I smile and silently add to my prior proclamation: I’m thankful my mom is alive and well.

I must have said it out loud because Dash looks up. “Me, too, baby. Me, too.”

Never in my life, have I had anyone to share my fears and joys with, and my heart squeezes with the realization that right now, I do. “I didn’t mean to say it out loud. You were on a roll. I didn’t want to break that.”

He stretches. “I actually banged out a fast chapter.” He sips his coffee. “But I’m going back in. You okay?”

“Yes. My mom just texted me and asked about you. I think she’s obsessed with the idea of us.”

“Good.” He winks. “So am I.” His attention returns to his MacBook, and mine returns to a photo of Allison in workout gear, holding her kitty that reads: Mandy is a slave driver. I ran three miles today because she told me I was being lazy. I reminded her she sleeps all day. She snubbed her nose in the air. My reward for my run: I get to rub her head.

I smile at the silliness and decide two things: I like Allison and I want a cat. I wonder how Dash feels about cats?

The next post is of a man’s suit-clad arm, his strong hand holding a whiskey glass. He’s wearing a Rolex, and a titanium pinky ring that feels familiar but I can’t say why. I don’t remember Tyler wearing one. Maybe it’s the “other” man? The post reads: Seduce me, drive me wild. Make me feel like I’m beautiful. A powerful, confident man has always been sexy to me, a seduction in his very existence. But when we’re too wrapped up in someone else’s power, we can’t find our own. I’ve learned I need my own. I’m taking my own. Own your power. I am mine. Don’t let someone else own it or you.

The post hits home all over again, and in a big way. It’s almost as if Allison is talking to me and I wonder how many of her followers feel the same? In my case, I know why I connect with her words. It’s really kind of right there in my face. I allowed a man to own me and I don’t even remember how I let it happen. I’d thought it was about the wealthy, powerful man I’d chosen to entangle myself with, but I’d been wrong. Dash is far more wealthy, famous, successful, and yes, powerful. It’s not about what someone has, but the character of that person.

Lesson learned.

Don’t judge all by one. Well, two. My ex and my father.

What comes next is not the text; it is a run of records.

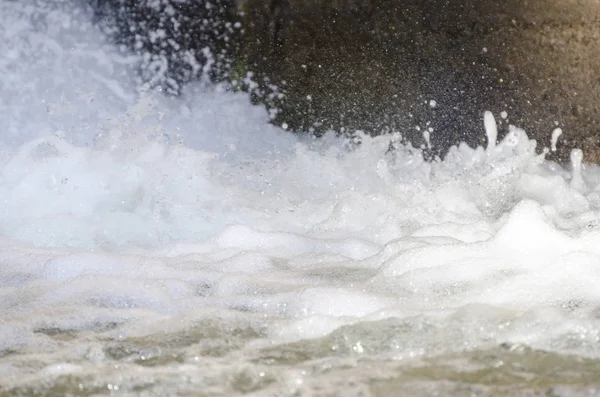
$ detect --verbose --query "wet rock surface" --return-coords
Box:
[239,0,600,161]
[89,0,600,162]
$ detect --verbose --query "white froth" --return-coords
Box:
[551,128,562,152]
[0,1,600,392]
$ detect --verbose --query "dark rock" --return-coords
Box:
[239,0,600,160]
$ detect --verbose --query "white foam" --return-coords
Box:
[0,2,600,388]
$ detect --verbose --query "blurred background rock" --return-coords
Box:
[88,0,600,162]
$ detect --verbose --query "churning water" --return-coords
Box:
[0,0,600,397]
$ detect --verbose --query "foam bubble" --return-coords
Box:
[5,2,600,394]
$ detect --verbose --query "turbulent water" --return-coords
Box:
[0,0,600,397]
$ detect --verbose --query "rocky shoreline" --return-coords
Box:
[90,0,600,162]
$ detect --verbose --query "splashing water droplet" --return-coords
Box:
[483,111,498,153]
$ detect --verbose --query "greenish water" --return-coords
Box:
[0,318,600,397]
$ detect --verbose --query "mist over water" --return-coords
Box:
[0,0,600,396]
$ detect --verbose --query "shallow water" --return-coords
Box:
[0,0,600,396]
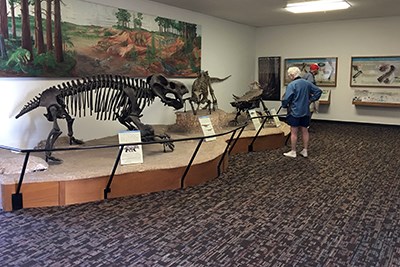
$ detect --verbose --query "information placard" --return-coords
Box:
[249,109,261,131]
[199,116,217,141]
[118,130,143,165]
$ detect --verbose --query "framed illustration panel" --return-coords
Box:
[285,57,338,87]
[350,56,400,88]
[258,57,281,100]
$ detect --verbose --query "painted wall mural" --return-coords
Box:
[0,0,201,78]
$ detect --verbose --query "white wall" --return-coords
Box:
[255,17,400,125]
[0,0,256,148]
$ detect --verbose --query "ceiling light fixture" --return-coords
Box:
[285,0,350,13]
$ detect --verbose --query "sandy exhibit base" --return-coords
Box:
[0,111,289,211]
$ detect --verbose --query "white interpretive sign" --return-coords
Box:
[269,108,281,127]
[199,116,217,141]
[118,130,143,165]
[249,109,261,131]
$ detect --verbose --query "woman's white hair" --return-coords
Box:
[288,67,301,79]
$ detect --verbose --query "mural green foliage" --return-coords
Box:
[0,0,201,78]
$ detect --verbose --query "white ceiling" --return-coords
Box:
[148,0,400,27]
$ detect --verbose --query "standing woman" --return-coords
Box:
[282,67,322,158]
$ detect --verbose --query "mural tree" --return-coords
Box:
[34,0,45,55]
[0,0,8,39]
[21,0,33,62]
[46,0,53,51]
[54,0,64,63]
[8,0,18,39]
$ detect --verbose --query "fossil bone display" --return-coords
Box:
[185,71,231,115]
[229,81,270,125]
[16,74,188,163]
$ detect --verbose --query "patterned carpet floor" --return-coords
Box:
[0,121,400,266]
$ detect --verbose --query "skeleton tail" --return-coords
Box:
[15,94,41,119]
[210,75,231,83]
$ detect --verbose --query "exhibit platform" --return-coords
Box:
[0,111,289,211]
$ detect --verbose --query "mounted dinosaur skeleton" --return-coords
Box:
[229,81,271,126]
[15,74,188,163]
[184,71,231,115]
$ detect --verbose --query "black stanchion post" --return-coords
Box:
[11,152,30,210]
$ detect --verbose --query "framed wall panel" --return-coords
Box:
[258,57,281,100]
[350,56,400,88]
[285,57,338,87]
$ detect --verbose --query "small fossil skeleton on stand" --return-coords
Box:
[184,71,231,115]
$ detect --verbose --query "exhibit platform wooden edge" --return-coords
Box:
[0,132,287,211]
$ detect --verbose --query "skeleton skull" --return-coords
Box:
[147,74,189,109]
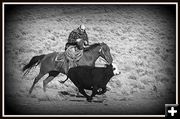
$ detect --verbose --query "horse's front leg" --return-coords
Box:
[78,88,90,101]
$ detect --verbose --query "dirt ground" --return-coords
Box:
[4,5,176,116]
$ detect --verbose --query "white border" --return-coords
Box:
[2,2,178,117]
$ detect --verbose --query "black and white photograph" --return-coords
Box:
[3,3,178,117]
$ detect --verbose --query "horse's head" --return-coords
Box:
[99,42,113,64]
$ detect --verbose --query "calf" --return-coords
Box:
[59,64,119,102]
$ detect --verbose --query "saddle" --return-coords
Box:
[55,46,83,69]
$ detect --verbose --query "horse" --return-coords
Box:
[23,42,113,94]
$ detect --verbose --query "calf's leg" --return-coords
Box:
[89,86,98,102]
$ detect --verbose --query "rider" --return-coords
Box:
[65,24,89,50]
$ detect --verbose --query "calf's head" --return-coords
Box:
[106,63,121,75]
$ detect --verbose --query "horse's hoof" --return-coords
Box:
[29,91,32,95]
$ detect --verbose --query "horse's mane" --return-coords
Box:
[84,43,101,51]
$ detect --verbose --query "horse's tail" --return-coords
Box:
[22,55,45,75]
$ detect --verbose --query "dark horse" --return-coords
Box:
[23,43,113,94]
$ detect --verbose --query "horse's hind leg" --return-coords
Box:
[29,73,44,94]
[43,71,59,92]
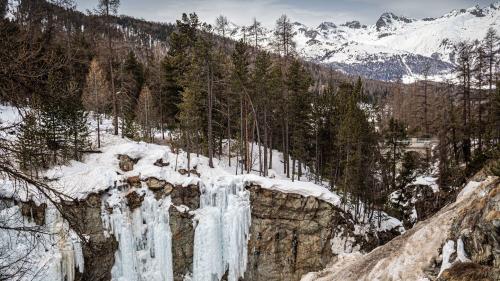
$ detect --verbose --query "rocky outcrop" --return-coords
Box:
[438,262,500,281]
[118,154,139,172]
[304,177,500,281]
[125,191,144,211]
[19,200,47,225]
[443,179,500,280]
[63,194,118,281]
[127,176,141,187]
[245,186,382,281]
[169,206,194,281]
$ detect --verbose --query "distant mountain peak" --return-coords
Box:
[375,12,415,30]
[317,21,337,31]
[340,20,366,29]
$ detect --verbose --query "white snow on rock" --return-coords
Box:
[0,105,404,281]
[302,177,495,281]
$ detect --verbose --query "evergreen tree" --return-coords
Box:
[135,86,157,141]
[231,40,250,173]
[287,60,311,181]
[82,58,109,148]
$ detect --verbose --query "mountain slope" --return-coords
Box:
[295,2,500,80]
[302,176,500,281]
[232,2,500,81]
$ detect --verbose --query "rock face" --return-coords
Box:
[55,178,398,281]
[443,179,500,280]
[118,154,139,172]
[64,194,118,281]
[169,185,200,281]
[20,200,47,225]
[245,186,378,281]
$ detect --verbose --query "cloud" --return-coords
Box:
[72,0,490,26]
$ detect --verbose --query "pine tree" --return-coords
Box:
[135,86,157,142]
[97,0,120,135]
[82,58,109,148]
[382,118,408,191]
[231,40,250,173]
[159,55,182,129]
[16,111,47,176]
[287,60,311,181]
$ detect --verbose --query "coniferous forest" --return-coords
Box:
[0,0,500,280]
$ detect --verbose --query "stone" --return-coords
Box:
[169,206,194,281]
[450,178,500,269]
[64,194,118,281]
[170,184,200,210]
[118,154,139,172]
[245,186,353,281]
[153,158,170,167]
[127,176,141,187]
[20,200,47,225]
[146,177,167,191]
[438,262,500,281]
[189,169,200,177]
[125,191,144,211]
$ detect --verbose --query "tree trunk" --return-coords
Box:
[208,65,214,168]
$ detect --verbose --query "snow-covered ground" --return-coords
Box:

I shove aside my personal baggage. It’s not me I’m worried about now. It’s Allison and I’m trying to process what her posts have told me. She’s not from Nashville. She was burned and hints at feeling powerless, but now she’s owning her power. Is that why she left? Or is that why someone made her disappear?

CHAPTER SEVENTEEN

Hungry for more information about Allison, I begin scanning her Instagram again, and my attention lands on an entry dated September first, almost two months ago. The post is another beautiful photo of Allison and her kitty, but what I’m hungry for are her words, and the look they give me into her life. I start reading, moving from one post to the next, always eager for what I’ll discover. One particular entry catches my attention, the photo includes a man in a suit with his head cut off, almost as if Allison is intentionally hiding his identity, which of course, she is. Her words to accompany it read: “I’ve never” is how I start every sentence that involves him. I’ve never known a man quite as striking as he. I’ve never known a man who walks into the room and my heart races, butterflies fluttering in my belly. Without him, I am lost. With him, I am found. And yet, he stands alone.

I read the passage over and over again, coming to the conclusion that Allison and I differ, at least for now, in one way. She was in love with a man who rejected her. And I fear that I am falling in love, with a man who is pulling me close now, but will soon do the same to me. I stare at the photo, trying to see the man in the photo as the man I believe him to be: Tyler. It’s impossible to know though, but everything inside me screams his name. I saw the pain in his expression over the necklace gifted by another man. I saw sadness. I saw regret.